Gerry Adams himself, for example, through his maternal and paternal family, could trace a line which goes back to at least 1918. He could speak of members of his family who had been interned or imprisoned in early ages. And so, when he gets involved in the conflict it was as if nothing could be more natural, because he was taking up where his forefathers left off, and he personified a complete community.
So what the Provisionals represented was this sense of history, a history of resistance. But it was something based in the reality of the ghetto.
They believed that now, as never before, they had to get rid of the British presence in Ireland. What's more: There had been built into Irish Republicans in the past a sense of martyrdom. They had believed that they couldn't succeed, that it wasn't about succeeding; it was about dying for a cause, so that a new generation wold come along and take up that cause. It was the Adams and the Martin McGuiness generation who believed that they could deliver the final agenda, which would be Irish unity, because they could bring with them their communities as never before, and they could bring into it, as well, the whole web of the Irish diaspora, whether it's the United States, Australia, or wherever. And they had the moral imperative of international public opinion on their side.
So, they believed that everything was in place to fight the last long war. And out of that war of attrition, you would see British withdrawal, you would see the Protestant community in the north come to their senses and realize that the best answer for them, as well, is Irish unity.
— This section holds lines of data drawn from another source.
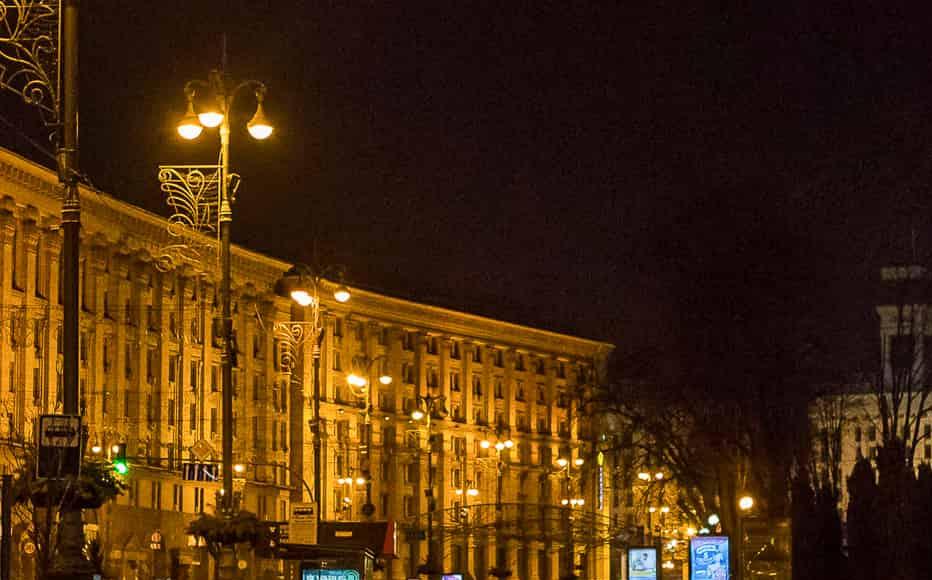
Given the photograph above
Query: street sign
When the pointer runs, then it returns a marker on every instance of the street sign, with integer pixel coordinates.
(302, 526)
(59, 446)
(200, 471)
The people who formed the Provisional started with a moral certainty, a self-righteousness, that because they had suffered so much, because they had been at the brunt of it, because they'd seen their families suffer, that they could deliver in a way that their forefathers never could deliver, that they were going to be the generation which would succeed for something which the Irish had been trying for from at least the 17th century, that at last you would have one indivisible and sovereign Ireland, totally controlling itself.